Graphs that made my brain hurt

I struggled in a way that I hadn’t struggled in quite a long time. For the past decade, any class that I had taken in school or online had been aligned with my skills and interests. I also hadn’t taken any formal Spanish classes in a while- any language learning I had done recently was through immersion in talking with my in laws. I quickly remembered the anxiety and frustration that I had felt in high school when trying to memorize verb conjugations, the difference between a nominative and genitive, and then applying it to a translation. Despite my struggle, I truly enjoyed these classes, and I learned quite a few lessons, not only in the language itself but in myself as a learner and a teacher.

Lesson 1: Putting myself in the shoes of a struggling student, particularly a student who struggles to read. I was reading English, but it certainly wasn’t an English I was familiar with. I was reading aloud at times without understanding. There were times I knew the vocabulary, but I wasn’t comprehending the text. I was starting all over again at the beginning. Suddenly, I caught a glimpse of what learning was like through a student’s eyes. Imagine if I were a student who was learning English for the first time at an older age… the pressure of learning all of the rules of that language, especially when the rules don’t make sense or change on you at specific times (and then you have to remember what those times are) could be incredibly frustrating. However, that frustration led me into Lesson 2.

Lesson 2: I needed to be kind to myself. When I was in class, I found myself comparing my work to other students’. Some of these students were already proficient linguists or philologists, and the grammar rules were like second nature to them. I was on a completely different field, but I was pushing myself to be on their level of expertise. If I didn’t translate a line or pronounce a word perfectly, I would apologize to my professor or mentally kick myself. It took a while before I realized what a Sisyphean task it was. I was not a trained linguist, and I did not understand language in the same way that they did. However, I did have skills in analyzing the text once it was translated, and I was able to make connections between different translations of Beowulf as well. I learned to focus on the skills I did have rather than lamenting the skills that I did not.

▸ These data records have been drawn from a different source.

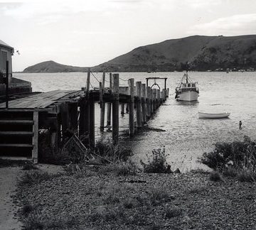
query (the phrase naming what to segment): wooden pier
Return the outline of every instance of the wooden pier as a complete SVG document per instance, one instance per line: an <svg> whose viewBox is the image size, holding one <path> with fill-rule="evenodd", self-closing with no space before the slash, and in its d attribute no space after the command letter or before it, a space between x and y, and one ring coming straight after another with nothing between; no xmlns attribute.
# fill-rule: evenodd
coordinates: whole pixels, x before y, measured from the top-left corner
<svg viewBox="0 0 256 230"><path fill-rule="evenodd" d="M82 90L33 94L9 102L8 109L5 103L0 104L0 156L19 156L20 153L26 153L27 158L37 163L38 131L42 129L49 131L53 152L68 138L67 133L82 137L85 146L93 148L96 102L100 105L100 131L112 126L113 143L118 144L119 114L125 116L128 113L129 133L132 138L136 129L141 128L166 99L169 89L160 92L160 89L151 89L148 82L146 85L134 82L133 78L127 81L127 87L120 87L119 74L110 73L109 76L107 88L105 87L106 75L103 73L100 89L90 89L88 72L86 87Z"/></svg>

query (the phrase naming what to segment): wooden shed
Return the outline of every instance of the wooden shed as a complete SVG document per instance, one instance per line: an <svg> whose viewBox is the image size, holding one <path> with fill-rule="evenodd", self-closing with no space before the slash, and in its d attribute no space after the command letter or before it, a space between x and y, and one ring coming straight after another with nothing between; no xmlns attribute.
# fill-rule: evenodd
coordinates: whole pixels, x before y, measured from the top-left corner
<svg viewBox="0 0 256 230"><path fill-rule="evenodd" d="M31 83L13 77L11 56L14 49L0 40L0 97L6 92L4 77L6 75L6 60L9 61L9 94L21 94L32 92Z"/></svg>
<svg viewBox="0 0 256 230"><path fill-rule="evenodd" d="M7 45L6 43L0 40L0 84L4 83L3 74L5 75L6 72L6 60L9 61L9 72L8 77L9 82L11 84L11 79L12 77L12 62L11 56L14 55L14 49Z"/></svg>

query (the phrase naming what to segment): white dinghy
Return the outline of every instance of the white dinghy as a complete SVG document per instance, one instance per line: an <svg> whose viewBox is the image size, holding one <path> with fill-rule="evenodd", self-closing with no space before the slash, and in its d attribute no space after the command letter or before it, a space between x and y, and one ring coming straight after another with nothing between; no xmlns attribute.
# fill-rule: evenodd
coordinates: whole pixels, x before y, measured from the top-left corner
<svg viewBox="0 0 256 230"><path fill-rule="evenodd" d="M228 117L228 116L230 115L230 113L224 112L224 113L218 113L218 114L209 114L209 113L204 113L199 111L198 115L200 119L204 119L204 118L222 119L222 118Z"/></svg>

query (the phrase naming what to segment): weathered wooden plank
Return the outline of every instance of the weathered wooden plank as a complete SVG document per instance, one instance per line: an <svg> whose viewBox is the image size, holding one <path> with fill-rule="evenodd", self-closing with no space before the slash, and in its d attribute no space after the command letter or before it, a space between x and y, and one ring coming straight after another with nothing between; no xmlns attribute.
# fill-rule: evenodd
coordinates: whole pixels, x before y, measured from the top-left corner
<svg viewBox="0 0 256 230"><path fill-rule="evenodd" d="M38 111L36 110L33 112L33 120L32 159L36 164L38 161Z"/></svg>

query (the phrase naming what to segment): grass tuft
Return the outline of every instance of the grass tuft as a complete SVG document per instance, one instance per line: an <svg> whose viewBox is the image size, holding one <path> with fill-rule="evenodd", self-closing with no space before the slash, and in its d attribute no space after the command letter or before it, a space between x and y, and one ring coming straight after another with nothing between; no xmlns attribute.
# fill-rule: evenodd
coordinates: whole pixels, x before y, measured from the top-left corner
<svg viewBox="0 0 256 230"><path fill-rule="evenodd" d="M182 214L182 210L181 209L174 207L166 207L164 211L164 217L166 218L174 218L181 216Z"/></svg>
<svg viewBox="0 0 256 230"><path fill-rule="evenodd" d="M255 181L256 174L246 170L241 170L238 175L238 180L242 182L252 182Z"/></svg>

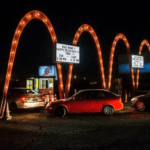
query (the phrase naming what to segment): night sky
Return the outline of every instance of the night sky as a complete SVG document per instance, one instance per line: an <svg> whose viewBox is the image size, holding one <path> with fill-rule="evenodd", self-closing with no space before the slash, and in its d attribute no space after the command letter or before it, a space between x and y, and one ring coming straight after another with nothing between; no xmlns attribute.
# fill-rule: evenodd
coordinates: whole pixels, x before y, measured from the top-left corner
<svg viewBox="0 0 150 150"><path fill-rule="evenodd" d="M130 44L131 53L137 54L143 39L150 41L150 9L148 4L97 3L94 1L77 2L1 2L0 23L0 77L5 77L9 52L15 29L21 18L32 10L43 12L51 21L58 43L71 45L77 29L89 24L95 30L102 49L105 76L108 76L109 52L118 33L123 33ZM73 75L99 78L97 51L90 34L84 32L78 41L81 51L81 63L74 65ZM143 52L147 48L144 46ZM124 43L117 44L114 62L114 76L117 76L117 57L125 54ZM38 67L54 65L52 59L52 40L47 27L40 20L32 20L25 27L17 48L12 71L13 77L32 77L38 74ZM63 64L63 76L66 78L68 64Z"/></svg>

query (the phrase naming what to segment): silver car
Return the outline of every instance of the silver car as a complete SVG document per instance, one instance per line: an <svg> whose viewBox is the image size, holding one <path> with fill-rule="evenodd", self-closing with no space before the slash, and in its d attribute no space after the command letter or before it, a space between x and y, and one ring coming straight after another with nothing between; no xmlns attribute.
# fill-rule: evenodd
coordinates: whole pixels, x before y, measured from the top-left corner
<svg viewBox="0 0 150 150"><path fill-rule="evenodd" d="M11 112L16 112L18 109L44 108L44 99L42 94L27 88L11 88L7 94L7 102Z"/></svg>

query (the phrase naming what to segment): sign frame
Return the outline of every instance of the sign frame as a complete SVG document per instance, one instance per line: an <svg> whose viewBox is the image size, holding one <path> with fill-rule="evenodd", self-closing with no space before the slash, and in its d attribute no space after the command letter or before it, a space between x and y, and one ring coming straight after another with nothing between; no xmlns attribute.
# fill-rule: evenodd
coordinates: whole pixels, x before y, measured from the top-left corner
<svg viewBox="0 0 150 150"><path fill-rule="evenodd" d="M136 60L133 60L133 57ZM138 59L142 59L142 60L138 60ZM136 68L136 69L144 68L144 56L141 56L141 55L131 55L131 67L132 68Z"/></svg>
<svg viewBox="0 0 150 150"><path fill-rule="evenodd" d="M63 52L62 53L65 53L69 48L70 48L70 51L72 51L72 49L75 49L75 51L76 50L79 51L79 55L77 57L77 59L79 59L79 61L78 62L76 62L76 61L68 61L68 62L66 62L66 61L56 60L56 57L57 57L57 44L59 46L63 46L63 48L62 48ZM75 53L72 52L72 54L75 55L77 53L76 52ZM65 55L65 56L67 57L67 55ZM71 53L70 53L70 56L72 57ZM70 57L70 56L68 56L68 57ZM66 63L66 64L80 64L80 47L79 46L74 46L74 45L62 44L62 43L55 43L55 44L53 44L53 62L54 63Z"/></svg>

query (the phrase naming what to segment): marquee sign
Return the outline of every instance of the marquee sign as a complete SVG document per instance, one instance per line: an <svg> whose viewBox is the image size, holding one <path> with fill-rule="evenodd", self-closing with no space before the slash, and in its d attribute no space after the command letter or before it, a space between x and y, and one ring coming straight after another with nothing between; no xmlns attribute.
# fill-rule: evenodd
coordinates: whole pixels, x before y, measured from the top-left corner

Lesson 3: Tolkien really was a genius. Before these classes, I had no idea of the lengths he had to go to in order to study this language. He had to convince his professors, his mentors, and his guardian that Anglo Saxon was his passion, and that he was not going to stop until he learned the language that he loved. He had to keep convincing them when money ran out, and when the Great War broke out and he was enlisted as a Commander. He used what he learned to create his own languages, his own rules, his own vocabulary, and his own history. He completely changed Beowulf scholarship during his time as the head of Anglo Saxon at Pembroke and the Merton Professor of English Language and Literature (the American equivalent of being a department head). His famous lecture The Monsters and the Critics is the reason that we study Beowulf in schools today as a poem, as a literary text, rather than as an example of an old, crusty historical document. Critics had beaten it to death, but Tolkien revived its literary significance.

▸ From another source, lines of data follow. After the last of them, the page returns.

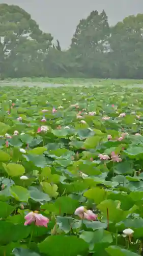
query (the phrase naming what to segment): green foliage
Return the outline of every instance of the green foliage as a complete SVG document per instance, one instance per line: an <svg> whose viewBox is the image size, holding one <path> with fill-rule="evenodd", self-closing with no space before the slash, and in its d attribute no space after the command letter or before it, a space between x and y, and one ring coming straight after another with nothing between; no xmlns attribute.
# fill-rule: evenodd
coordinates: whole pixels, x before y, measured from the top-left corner
<svg viewBox="0 0 143 256"><path fill-rule="evenodd" d="M1 88L1 255L142 253L142 90L95 89Z"/></svg>
<svg viewBox="0 0 143 256"><path fill-rule="evenodd" d="M142 14L110 27L104 10L93 11L80 20L66 51L18 6L1 4L0 16L1 79L143 78Z"/></svg>

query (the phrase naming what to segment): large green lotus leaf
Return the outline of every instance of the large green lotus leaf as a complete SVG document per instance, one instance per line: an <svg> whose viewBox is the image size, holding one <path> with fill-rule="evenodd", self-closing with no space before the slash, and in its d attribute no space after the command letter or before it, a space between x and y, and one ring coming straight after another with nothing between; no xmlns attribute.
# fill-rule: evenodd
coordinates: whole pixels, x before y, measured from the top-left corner
<svg viewBox="0 0 143 256"><path fill-rule="evenodd" d="M6 245L12 242L26 238L31 232L30 227L23 224L15 225L11 222L1 220L0 222L0 243Z"/></svg>
<svg viewBox="0 0 143 256"><path fill-rule="evenodd" d="M47 165L45 158L43 155L27 154L23 156L27 161L32 162L37 167L44 168Z"/></svg>
<svg viewBox="0 0 143 256"><path fill-rule="evenodd" d="M143 156L143 147L132 146L124 151L125 153L130 158L142 158Z"/></svg>
<svg viewBox="0 0 143 256"><path fill-rule="evenodd" d="M69 233L71 230L75 230L79 228L81 225L81 221L77 220L71 217L62 217L57 216L56 223L60 229L65 233Z"/></svg>
<svg viewBox="0 0 143 256"><path fill-rule="evenodd" d="M107 224L101 222L100 221L89 221L84 220L83 221L87 228L93 230L105 229L107 228Z"/></svg>
<svg viewBox="0 0 143 256"><path fill-rule="evenodd" d="M89 183L84 182L85 180L84 180L82 182L74 181L70 184L65 184L64 188L66 189L66 191L69 193L82 192L84 189L87 189L89 187Z"/></svg>
<svg viewBox="0 0 143 256"><path fill-rule="evenodd" d="M48 202L50 200L50 198L47 194L43 193L36 187L31 187L29 193L31 198L36 202Z"/></svg>
<svg viewBox="0 0 143 256"><path fill-rule="evenodd" d="M97 250L98 247L100 248L101 246L104 246L104 243L107 246L112 242L111 234L104 229L94 232L83 231L80 236L80 238L89 244L90 250L93 250L94 247Z"/></svg>
<svg viewBox="0 0 143 256"><path fill-rule="evenodd" d="M0 218L7 218L11 214L16 208L16 206L12 206L5 202L0 202Z"/></svg>
<svg viewBox="0 0 143 256"><path fill-rule="evenodd" d="M46 182L41 182L41 185L43 188L44 191L50 197L56 198L58 196L57 192L58 187L55 184L51 185Z"/></svg>
<svg viewBox="0 0 143 256"><path fill-rule="evenodd" d="M99 204L106 199L106 193L103 189L95 187L86 191L83 195L89 199L93 199L96 204Z"/></svg>
<svg viewBox="0 0 143 256"><path fill-rule="evenodd" d="M19 246L20 246L19 243L13 243L13 242L6 245L1 246L0 246L0 255L12 255L11 253L14 248Z"/></svg>
<svg viewBox="0 0 143 256"><path fill-rule="evenodd" d="M46 147L35 147L30 151L30 154L34 154L35 155L42 155L43 153L47 150Z"/></svg>
<svg viewBox="0 0 143 256"><path fill-rule="evenodd" d="M68 159L57 159L55 160L54 163L58 164L58 165L61 166L66 167L72 163L72 159L71 158L69 158Z"/></svg>
<svg viewBox="0 0 143 256"><path fill-rule="evenodd" d="M16 248L13 253L15 256L40 256L39 253L24 248Z"/></svg>
<svg viewBox="0 0 143 256"><path fill-rule="evenodd" d="M27 202L30 198L28 190L20 186L13 185L10 188L11 195L14 198L20 202Z"/></svg>
<svg viewBox="0 0 143 256"><path fill-rule="evenodd" d="M117 176L118 177L118 176ZM119 200L121 202L121 208L124 210L130 209L134 204L130 195L119 191L108 191L107 199Z"/></svg>
<svg viewBox="0 0 143 256"><path fill-rule="evenodd" d="M23 142L19 139L18 137L15 135L11 139L9 139L9 143L10 145L13 146L21 147L23 144Z"/></svg>
<svg viewBox="0 0 143 256"><path fill-rule="evenodd" d="M143 191L133 191L130 194L130 197L134 201L143 199Z"/></svg>
<svg viewBox="0 0 143 256"><path fill-rule="evenodd" d="M25 173L24 167L17 163L8 163L7 165L3 164L5 169L9 176L21 176Z"/></svg>
<svg viewBox="0 0 143 256"><path fill-rule="evenodd" d="M83 161L79 164L78 167L81 172L90 176L101 174L101 172L97 168L96 163L93 162Z"/></svg>
<svg viewBox="0 0 143 256"><path fill-rule="evenodd" d="M46 211L48 212L54 212L56 215L61 214L61 210L59 208L59 206L56 206L53 202L46 203L44 204L41 205L41 209L46 210Z"/></svg>
<svg viewBox="0 0 143 256"><path fill-rule="evenodd" d="M8 124L6 124L5 123L0 122L0 131L1 135L4 135L7 132L10 130L10 126Z"/></svg>
<svg viewBox="0 0 143 256"><path fill-rule="evenodd" d="M119 246L111 246L106 249L106 251L110 256L138 256L138 254L132 251L120 247Z"/></svg>
<svg viewBox="0 0 143 256"><path fill-rule="evenodd" d="M88 138L94 135L93 131L91 131L89 129L80 129L77 131L77 133L80 138L82 139L84 138Z"/></svg>
<svg viewBox="0 0 143 256"><path fill-rule="evenodd" d="M0 161L8 162L10 159L10 156L6 152L0 150Z"/></svg>
<svg viewBox="0 0 143 256"><path fill-rule="evenodd" d="M58 197L54 203L55 206L59 209L61 214L72 215L79 205L77 200L73 199L67 196Z"/></svg>
<svg viewBox="0 0 143 256"><path fill-rule="evenodd" d="M107 210L109 221L112 222L119 222L124 219L124 212L120 208L120 202L111 200L104 200L97 206L102 212L104 217L107 219Z"/></svg>
<svg viewBox="0 0 143 256"><path fill-rule="evenodd" d="M88 138L83 143L83 147L86 150L94 148L97 146L100 140L101 137L100 136L90 137Z"/></svg>
<svg viewBox="0 0 143 256"><path fill-rule="evenodd" d="M88 244L76 236L59 235L48 237L39 248L41 252L49 256L77 256L87 253Z"/></svg>
<svg viewBox="0 0 143 256"><path fill-rule="evenodd" d="M59 158L62 156L64 158L69 158L72 155L73 153L67 148L57 148L55 150L50 150L49 151L48 155L51 157Z"/></svg>
<svg viewBox="0 0 143 256"><path fill-rule="evenodd" d="M30 144L32 143L33 137L28 134L23 134L19 135L19 138L22 140L22 142L25 144Z"/></svg>
<svg viewBox="0 0 143 256"><path fill-rule="evenodd" d="M121 162L115 166L114 172L118 174L122 175L126 174L132 174L134 169L132 164L129 161Z"/></svg>
<svg viewBox="0 0 143 256"><path fill-rule="evenodd" d="M83 141L71 141L71 142L69 143L69 144L71 145L71 146L73 146L73 147L75 147L76 149L78 148L81 148L83 146Z"/></svg>
<svg viewBox="0 0 143 256"><path fill-rule="evenodd" d="M67 129L52 130L51 132L54 135L59 138L65 138L68 135Z"/></svg>

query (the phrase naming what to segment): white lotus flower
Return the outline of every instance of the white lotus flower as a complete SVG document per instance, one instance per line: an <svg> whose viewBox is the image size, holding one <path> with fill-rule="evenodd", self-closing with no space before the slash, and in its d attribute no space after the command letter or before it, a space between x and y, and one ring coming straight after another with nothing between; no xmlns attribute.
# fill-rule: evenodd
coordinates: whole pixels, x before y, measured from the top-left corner
<svg viewBox="0 0 143 256"><path fill-rule="evenodd" d="M21 176L20 177L20 180L28 180L28 178L27 176L25 176L24 175L23 175L23 176Z"/></svg>
<svg viewBox="0 0 143 256"><path fill-rule="evenodd" d="M49 130L49 128L48 127L48 126L47 126L46 125L42 125L41 126L41 132L47 132L47 131L48 131L48 130Z"/></svg>
<svg viewBox="0 0 143 256"><path fill-rule="evenodd" d="M26 153L26 151L24 150L24 148L20 148L19 151L23 154L25 154Z"/></svg>
<svg viewBox="0 0 143 256"><path fill-rule="evenodd" d="M11 139L12 138L12 137L8 133L6 133L5 136L6 138L8 138L9 139Z"/></svg>
<svg viewBox="0 0 143 256"><path fill-rule="evenodd" d="M15 131L13 133L14 135L18 135L19 134L19 132L18 131Z"/></svg>
<svg viewBox="0 0 143 256"><path fill-rule="evenodd" d="M47 112L48 111L48 110L42 110L42 112L43 113L46 113L46 112Z"/></svg>
<svg viewBox="0 0 143 256"><path fill-rule="evenodd" d="M17 121L19 121L20 122L21 121L22 121L22 118L21 116L19 116L19 117L18 117L18 118L17 118Z"/></svg>
<svg viewBox="0 0 143 256"><path fill-rule="evenodd" d="M63 106L61 106L61 105L60 105L60 106L58 106L58 109L64 109L64 108Z"/></svg>
<svg viewBox="0 0 143 256"><path fill-rule="evenodd" d="M81 120L80 123L84 123L84 124L87 123L87 122L85 122L85 121L84 121L84 120Z"/></svg>
<svg viewBox="0 0 143 256"><path fill-rule="evenodd" d="M131 228L126 228L126 229L124 229L124 230L123 231L123 233L125 236L130 236L132 235L132 234L134 233L134 231Z"/></svg>
<svg viewBox="0 0 143 256"><path fill-rule="evenodd" d="M88 177L89 177L88 175L87 175L87 174L84 174L83 173L82 173L82 172L79 172L79 175L80 175L80 176L82 177L82 178L87 178Z"/></svg>

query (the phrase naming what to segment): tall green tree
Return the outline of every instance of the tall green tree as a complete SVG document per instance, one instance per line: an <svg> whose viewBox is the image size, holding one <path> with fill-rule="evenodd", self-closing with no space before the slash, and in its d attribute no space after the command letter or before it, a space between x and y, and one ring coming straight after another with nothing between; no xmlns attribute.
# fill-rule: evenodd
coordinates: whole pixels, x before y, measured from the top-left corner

I am forever grateful for the lessons that I learned in Anglo-Saxon, not only in language building, but also in myself as a teacher. I am also grateful to the professors (Thank you Nelson and Larry) who so graciously coached me as I fumbled through my translations and encouraged me to keep trying, and I am grateful to my classmates for cheering me on and guiding me, and for showing me different perspectives in language that I had never known existed.

If you are interested in learning languages like Anglo-Saxon, Old Norse, and other Germanic Philological studies, or if you are interested in Tolkien’s contribution to Philology, I highly recommend taking or auditing a course in Signum University’s Language concentration. Despite my own personal struggles, it really is fascinating and a lot of fun!